422. À LOUISE COLET.
[Trouville] Samedi soir, minuit [27 août 1853].

Il est difficile d’entasser plus de bêtises que je ne l’ai fait hier au soir. Enfin, puisque c’est écrit, que ça parte ! Tu verras au moins par là que je ne ménage avec toi ni le temps ni le papier. Il était près de 3 heures quand je me suis couché ce matin.

Rien de neuf. La mer a été très forte aujourd’hui, la marée de cette nuit sera dure encore. Comme c’est beau la mer !

L’histoire de ma lettre que le vent envole et porte sur la fenêtre du curé m’a beaucoup amusé. Cela est très drôle. Tiens-moi au courant de tes affaires, chère Louise.

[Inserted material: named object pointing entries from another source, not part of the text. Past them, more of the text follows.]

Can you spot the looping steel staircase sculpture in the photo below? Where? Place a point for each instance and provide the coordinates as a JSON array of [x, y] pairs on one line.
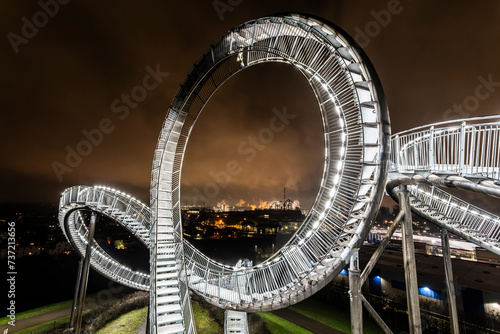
[[357, 144]]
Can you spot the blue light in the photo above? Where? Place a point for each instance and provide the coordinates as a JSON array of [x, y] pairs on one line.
[[428, 292]]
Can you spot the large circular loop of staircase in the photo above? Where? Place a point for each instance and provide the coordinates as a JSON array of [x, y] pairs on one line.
[[356, 144]]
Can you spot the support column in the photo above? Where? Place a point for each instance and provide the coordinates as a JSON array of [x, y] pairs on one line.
[[355, 294], [409, 263], [235, 322], [450, 284], [85, 274], [75, 297]]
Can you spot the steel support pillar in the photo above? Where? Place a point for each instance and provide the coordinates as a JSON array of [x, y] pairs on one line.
[[75, 297], [375, 316], [450, 284], [235, 322], [355, 294], [409, 263], [380, 249], [85, 274]]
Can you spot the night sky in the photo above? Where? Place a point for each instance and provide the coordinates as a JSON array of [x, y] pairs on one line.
[[65, 80]]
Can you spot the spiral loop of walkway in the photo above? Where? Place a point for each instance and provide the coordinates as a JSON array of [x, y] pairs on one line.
[[356, 145], [460, 154]]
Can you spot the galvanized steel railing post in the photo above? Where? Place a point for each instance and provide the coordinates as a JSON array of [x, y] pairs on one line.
[[461, 150], [355, 294], [431, 149], [450, 284]]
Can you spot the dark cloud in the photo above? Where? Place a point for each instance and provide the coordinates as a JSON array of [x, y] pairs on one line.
[[64, 80]]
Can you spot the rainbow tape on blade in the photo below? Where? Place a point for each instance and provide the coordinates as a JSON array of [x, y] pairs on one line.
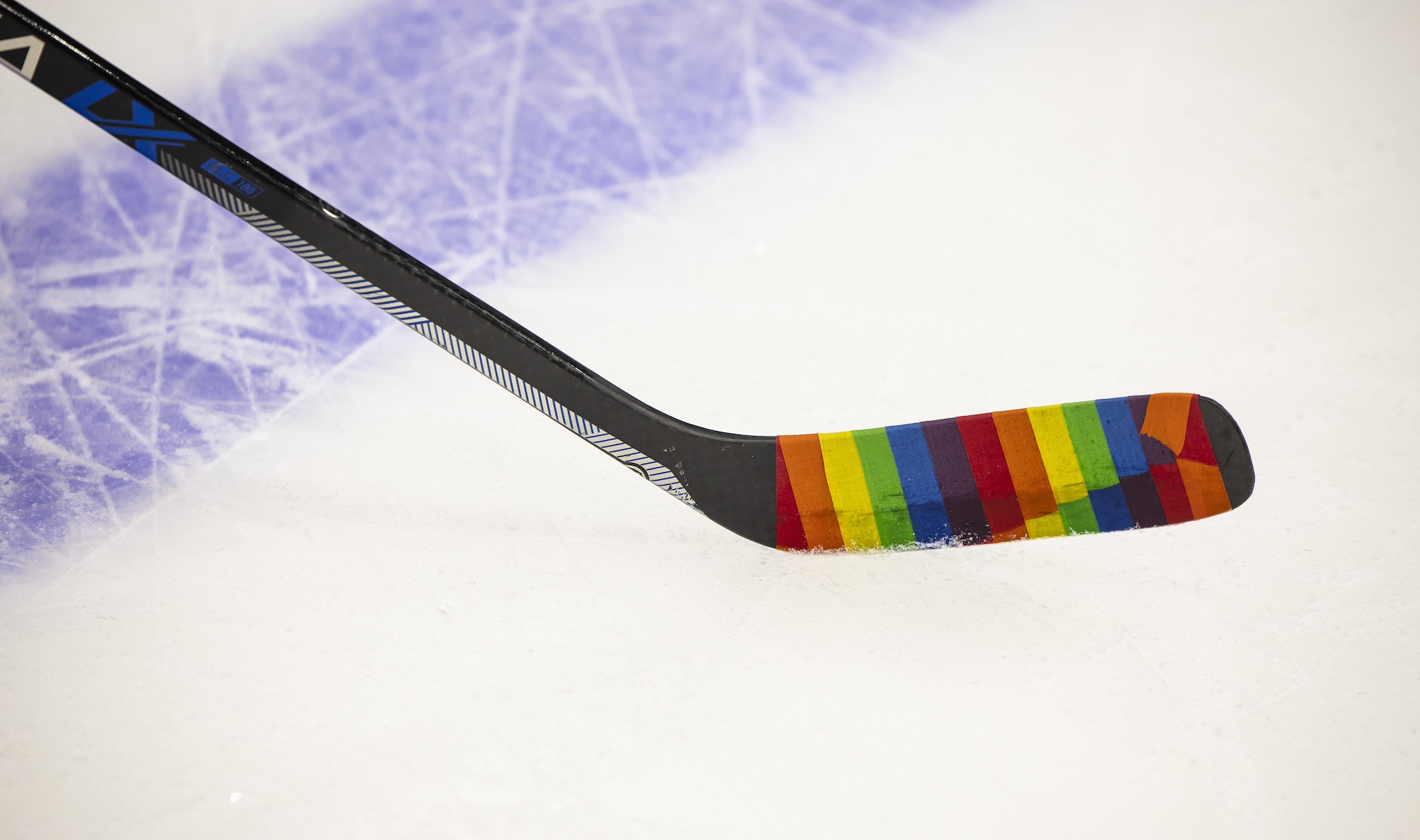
[[1087, 467]]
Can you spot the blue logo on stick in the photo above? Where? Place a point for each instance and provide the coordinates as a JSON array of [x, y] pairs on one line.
[[141, 126], [231, 178]]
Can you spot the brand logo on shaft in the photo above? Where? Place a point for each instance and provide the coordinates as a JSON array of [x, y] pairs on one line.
[[232, 178], [138, 128], [33, 48]]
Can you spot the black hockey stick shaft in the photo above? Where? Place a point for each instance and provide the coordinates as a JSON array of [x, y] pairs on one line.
[[1049, 471], [729, 477]]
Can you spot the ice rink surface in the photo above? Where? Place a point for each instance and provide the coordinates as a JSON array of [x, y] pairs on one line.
[[404, 605]]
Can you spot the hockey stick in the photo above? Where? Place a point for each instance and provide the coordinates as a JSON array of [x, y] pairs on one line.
[[1050, 471]]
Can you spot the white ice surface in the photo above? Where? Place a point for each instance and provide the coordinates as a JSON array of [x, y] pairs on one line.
[[414, 608]]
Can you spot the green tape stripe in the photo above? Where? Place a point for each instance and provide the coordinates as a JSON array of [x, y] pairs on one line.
[[1091, 446], [884, 487], [1078, 517]]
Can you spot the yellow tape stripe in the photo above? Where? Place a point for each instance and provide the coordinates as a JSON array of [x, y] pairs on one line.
[[1047, 525], [850, 490], [1059, 454]]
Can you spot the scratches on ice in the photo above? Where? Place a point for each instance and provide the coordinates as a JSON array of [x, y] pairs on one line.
[[144, 331]]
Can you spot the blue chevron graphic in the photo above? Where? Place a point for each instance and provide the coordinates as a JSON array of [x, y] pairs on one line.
[[147, 138]]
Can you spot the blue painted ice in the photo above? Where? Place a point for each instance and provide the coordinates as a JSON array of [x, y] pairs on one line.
[[146, 331]]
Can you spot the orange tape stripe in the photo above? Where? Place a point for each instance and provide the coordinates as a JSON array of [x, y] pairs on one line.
[[804, 460]]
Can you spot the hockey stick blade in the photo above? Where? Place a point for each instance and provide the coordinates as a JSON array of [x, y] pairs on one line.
[[1049, 471]]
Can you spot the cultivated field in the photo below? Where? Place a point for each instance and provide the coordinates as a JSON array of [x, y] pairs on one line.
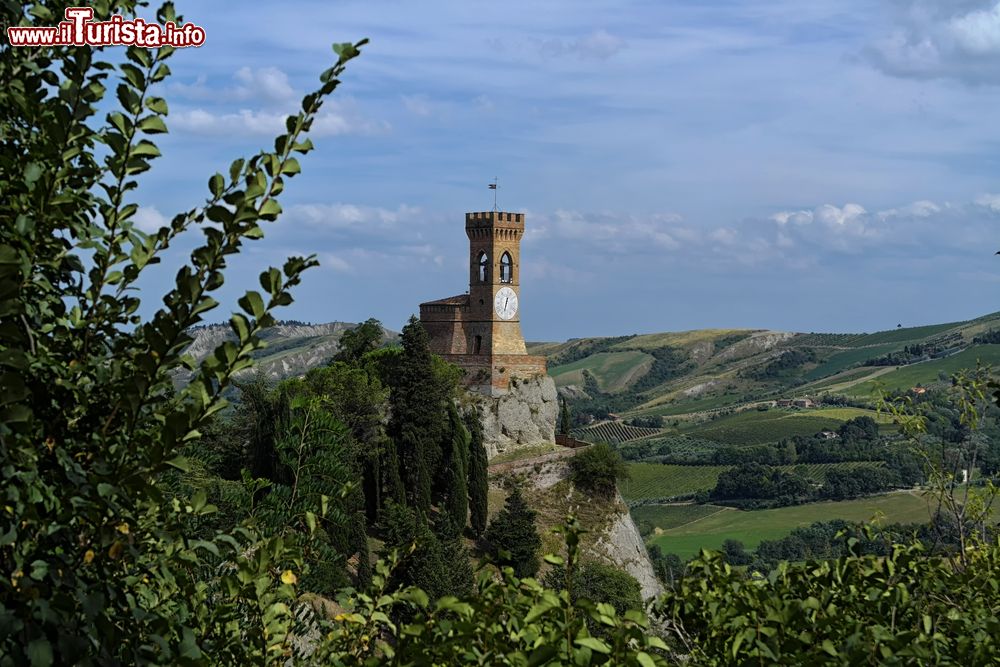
[[651, 481], [665, 517], [655, 480], [753, 427], [613, 432], [927, 372], [753, 527], [614, 370], [844, 360]]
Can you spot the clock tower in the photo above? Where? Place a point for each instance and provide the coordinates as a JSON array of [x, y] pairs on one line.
[[481, 330]]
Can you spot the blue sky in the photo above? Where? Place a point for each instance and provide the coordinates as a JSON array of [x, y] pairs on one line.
[[805, 166]]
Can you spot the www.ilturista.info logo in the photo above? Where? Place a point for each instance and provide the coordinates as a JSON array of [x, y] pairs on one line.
[[79, 29]]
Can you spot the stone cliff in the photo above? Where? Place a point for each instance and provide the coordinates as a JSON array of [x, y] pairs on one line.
[[522, 417], [612, 536]]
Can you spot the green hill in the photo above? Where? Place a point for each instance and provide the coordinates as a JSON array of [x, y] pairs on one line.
[[694, 373]]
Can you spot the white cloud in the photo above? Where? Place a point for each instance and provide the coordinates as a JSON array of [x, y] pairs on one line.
[[484, 103], [332, 120], [149, 219], [267, 82], [335, 263], [598, 45], [989, 201], [419, 105], [955, 39], [262, 84], [353, 216], [616, 233], [918, 209], [978, 32]]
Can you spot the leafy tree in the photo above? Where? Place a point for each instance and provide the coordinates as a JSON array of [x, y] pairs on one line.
[[357, 342], [598, 468], [98, 564], [437, 566], [512, 537], [478, 475], [354, 394], [734, 552], [598, 582]]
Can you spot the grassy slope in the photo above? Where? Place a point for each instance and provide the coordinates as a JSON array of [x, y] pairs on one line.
[[653, 481], [927, 372], [613, 370], [753, 527], [753, 427], [726, 379]]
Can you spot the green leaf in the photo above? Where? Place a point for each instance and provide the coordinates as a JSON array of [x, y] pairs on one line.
[[128, 99], [161, 73], [236, 168], [594, 644], [270, 210], [152, 125], [253, 304], [345, 51], [157, 105], [180, 462], [189, 645], [216, 185], [644, 659], [133, 75], [32, 172], [40, 653], [139, 56], [240, 327], [145, 148], [303, 147]]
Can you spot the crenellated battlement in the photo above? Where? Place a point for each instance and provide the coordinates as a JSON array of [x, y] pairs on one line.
[[490, 218]]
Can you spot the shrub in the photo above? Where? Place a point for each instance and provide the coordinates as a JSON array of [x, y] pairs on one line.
[[598, 468], [512, 537]]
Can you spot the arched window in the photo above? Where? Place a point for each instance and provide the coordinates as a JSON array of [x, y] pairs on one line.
[[484, 267]]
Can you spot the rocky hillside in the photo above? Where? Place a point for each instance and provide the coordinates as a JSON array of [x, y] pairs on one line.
[[691, 372], [292, 347], [612, 536]]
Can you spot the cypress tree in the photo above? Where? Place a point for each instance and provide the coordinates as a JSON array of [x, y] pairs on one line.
[[513, 531], [392, 482], [564, 419], [478, 475], [457, 498], [418, 422]]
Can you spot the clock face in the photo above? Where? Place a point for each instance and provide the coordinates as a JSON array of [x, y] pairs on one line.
[[505, 303]]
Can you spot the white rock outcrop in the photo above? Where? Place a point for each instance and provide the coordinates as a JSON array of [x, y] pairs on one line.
[[623, 546], [524, 416]]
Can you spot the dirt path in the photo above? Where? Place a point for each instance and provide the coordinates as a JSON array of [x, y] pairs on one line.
[[864, 378], [509, 466], [720, 511]]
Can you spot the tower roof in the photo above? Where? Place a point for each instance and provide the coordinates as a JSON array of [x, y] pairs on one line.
[[489, 218]]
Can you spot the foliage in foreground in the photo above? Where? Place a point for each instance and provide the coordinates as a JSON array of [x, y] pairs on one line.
[[903, 608], [507, 621], [100, 564]]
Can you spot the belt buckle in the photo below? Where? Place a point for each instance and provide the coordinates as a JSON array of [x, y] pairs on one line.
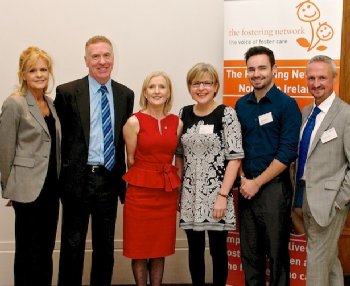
[[94, 169]]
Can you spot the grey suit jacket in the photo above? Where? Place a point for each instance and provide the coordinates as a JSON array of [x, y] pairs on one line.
[[327, 171], [25, 145]]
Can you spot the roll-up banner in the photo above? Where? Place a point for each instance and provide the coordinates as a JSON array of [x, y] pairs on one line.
[[295, 31]]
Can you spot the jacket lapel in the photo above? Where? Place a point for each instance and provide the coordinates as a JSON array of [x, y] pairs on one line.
[[34, 110], [82, 96], [119, 106], [331, 114]]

Crois-tu réussir à l’Odéon ? As-tu vendu tes autres contes ? Qu’as-tu décidé pour eux ? Crois-tu que Babinet vienne me voir si je le réinvite ? Tu peux lui dire qu’il sera le bien reçu.

Mon frère a tout à fait renoncé à l’acquisition de son château. Son beau-père n’a pas voulu lui prêter d’argent (car il n’était pas assez riche pour faire maintenant cette acquisition : 300 000 francs). Mais quinze jours à réfléchir là-dessus me semblent monstrueux. Tous ces gens d’action sont si peu habitués à penser que cela les dérange comme un événement. Quant à moi du reste, je n’aurai guère cet embarras. J’achèterai peu de propriétés !

J’ai été bien heureux que ma dernière lettre t’ait fait tant de plaisir ! Tu as enfin compris et approuvé même ce qui d’abord t’avait blessée. La nature, va, s’est trompée en faisant de toi une femme : tu es du côté des mâles. Il faut te souvenir de cela toujours, quand quelque chose te heurte, et voir en toi si l’élément féminin ne l’emporte pas. Poésie oblige. Elle oblige à nous regarder toujours comme sur un trône et à ne jamais songer que nous sommes de la foule et nous y trouvons compris. T’indignerais-tu si on te disait du mal des Français, des chrétiens, des provençaux ? Laisse donc là ton sexe comme ta patrie, ta religion et ta province. On doit être âme le plus possible, et c’est par ce détachement que l’immense sympathie des choses et des êtres nous arrivera plus abondante. La France a été constituée du jour que les provinces sont mortes, et le sentiment humanitaire commence à naître sur les ruines des patries. Il arrivera un temps où quelque chose de plus large et de plus haut le remplacera, et l’homme alors aimera le néant même, tant il s’en sentira participant.

J’ai dit aux vers du tombeau : vous êtes mes frères, etc.

C’était beau, le bénissement des ânes et des vaches au moyen âge. Mais ce qui était humilité deviendra intelligence. La science, en cela, marche en avant. Pourquoi la poésie n’irait-elle pas plus vite encore ? Il faut la porter toujours au delà de nous-mêmes. Et quand je traite les femmes de haut, tu protestes en ton cœur contre cette insolence. Il te semble que c’est injuste. À coup sûr, si je t’y comptais ! Allons donc !

Adieu, bon courage ! travaille bien ! J’ai épuisé toute ma provision de papier à lettres. De Pont-l’évêque sans doute je t’écrirai un petit mot jeudi. Mille baisers sur le cœur. À toi.

Ton G.

D’ici à Mantes, je reverrai le plan de l’Acropole. Penses-y de ton côté. Nous l’arrêterons là.